Looking for a simple way to support heart health and lower cholesterol naturally? One of the easiest places to start is your breakfast bowl. High-fiber cereals are packed with soluble fiber, a nutrient that can help reduce LDL (bad) cholesterol by binding to cholesterol particles and removing them from the body. In addition to supporting healthy cholesterol levels, fiber-rich cereals can improve digestion, keep you feeling full longer, and help maintain steady energy throughout the day.

With so many options available, choosing the right cereal can be overwhelming. That’s why we’ve rounded up the 10 best high-fiber cereals that combine great nutrition with delicious taste. Whether you prefer classic oats, crunchy bran flakes, or protein-packed blends, these cereals can be a smart addition to a heart-healthy diet and help you take a simple step toward better overall wellness.
Table of Contents
10 Best High Fiber Cereals to Lower Cholesterol Naturally
Now for the list you came here for. These picks are based on fiber content per serving, the ratio of soluble to insoluble fiber, sugar content, whole food ingredients, and real-world palatability — because none of this matters if you won’t eat it.
1. Bob’s Red Mill Organic Extra Thick Rolled Oats
This is the gold standard. Not a cereal in the traditional boxed sense, but oats cooked as porridge are arguably the most powerful cholesterol-lowering breakfast you can eat. One serving (½ cup dry, about 1.4 oz) delivers 4 grams of total fiber, including a meaningful dose of beta-glucan. Bob’s Red Mill uses whole grain oats with no additives, no added sugar, and nothing to get in the way of the fiber doing its job.

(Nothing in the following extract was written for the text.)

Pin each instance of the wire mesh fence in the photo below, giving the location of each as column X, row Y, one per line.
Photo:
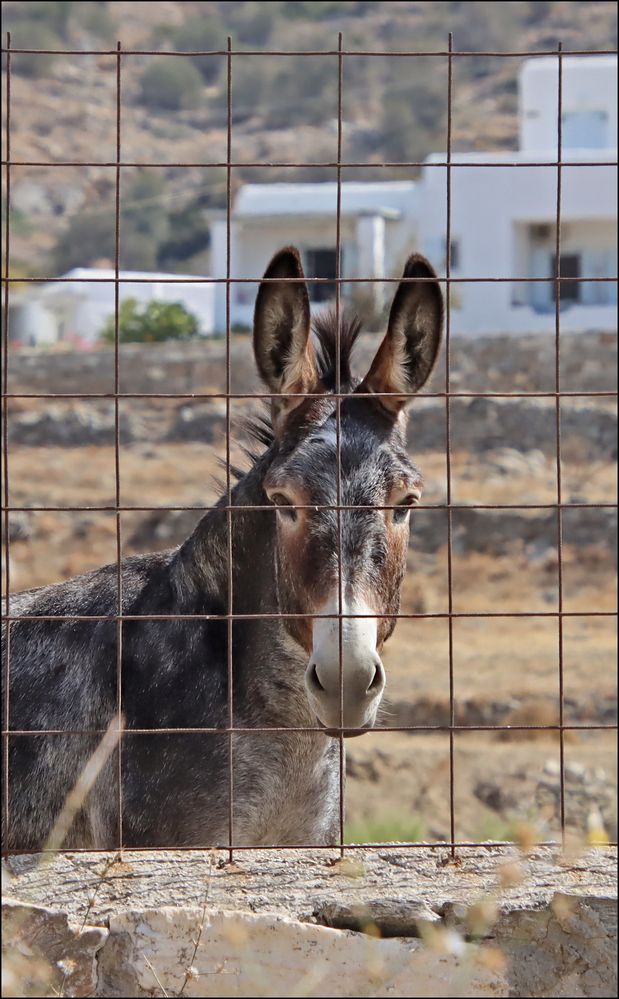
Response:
column 448, row 392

If you only make one change, make it this one.
Fiber per serving: 4g | Sugar: 0g | Weight: Available in 2 lb and 5 lb bags View on Amazon
2. Quaker Old Fashioned Oats
The classic. Widely available, affordable, and genuinely effective. Quaker Old Fashioned Oats have been the subject of more cholesterol research than almost any other food product on the market — the FDA’s original beta-glucan heart health claim was largely built on studies using Quaker products. Each serving provides around 4g of fiber.

It’s not fancy. But it works.
Fiber per serving: 4g | Sugar: 0g | Weight: Available in 2 lb containers View on Amazon
3. Kashi GO Original Cereal
For people who want actual cereal — the kind you pour into a bowl with cold milk — Kashi GO Original is one of the best picks in the category. It’s made with a blend of whole grains, soy protein, and puffed grains, delivering 8 grams of fiber per serving alongside 13 grams of protein. The combination of fiber and protein keeps you full considerably longer than most cereals.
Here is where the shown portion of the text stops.